Болтая ножонками, она настойчиво хотела узнать, кто, кроме людей и зверюшек, спит.

– А корабль спит?

– Чепуху ты говоришь! И корабль не спит!

– Почему?

…Поднялся лихой ветер. Он озорно прошелся по деревьям Приморского парка, затем выскочил на воду и сначала погонял змейки на ее глади, а потом пошел гармошки делать.

Дед встал со скамейки. Девочка не хотела идти, ей хотелось к воде, а дед стал объяснять ей, что надо зайти в булочную, а оттуда «прямым рейсом» домой, иначе бабаня «стружку снимет». Я понял, что в этой семье «на мостике» стоит не дед, а бабаня.

Меж тем ветер начал присвистывать, и я не заметил, как тучи, словно стадо овец, подгоняемое бичом пастуха, свалились к горизонту. И сразу и небо засветилось, и море заулыбалось, и солнце повеселело.

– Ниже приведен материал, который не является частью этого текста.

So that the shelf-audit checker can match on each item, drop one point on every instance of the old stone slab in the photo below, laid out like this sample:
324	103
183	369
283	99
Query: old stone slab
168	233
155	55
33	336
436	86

Хорошо стало, и я решил не торопиться домой, а отдаться блаженной лености и поглазеть на море, подышать свежим морским воздухом, подумать, помечтать, и чем черт не шутит, может быть, и придет сюда тот – безногий?

Солнце в закате дня горело ярким малиновым цветом с голубоватой поволокой, как на картинах Рериха.

Потом оно потемнело, пригнулось к горизонту и пошло подмигивать красным зрачком и вскоре зашло в тот удивительный мир, который, несмотря на последние открытия космонавтов и ученых-космологов, все еще будит в наших сердцах какой-то мистический трепет, как ураган и землетрясение.

С заходом солнца набережную облепили рыбаки, в малиновой россыпи света они впечатывались в фон неба черными силуэтами.

На рейде зажглись сигнальные и опознавательные огни. Белым жемчугом вспыхнули фонари на Приморском бульваре.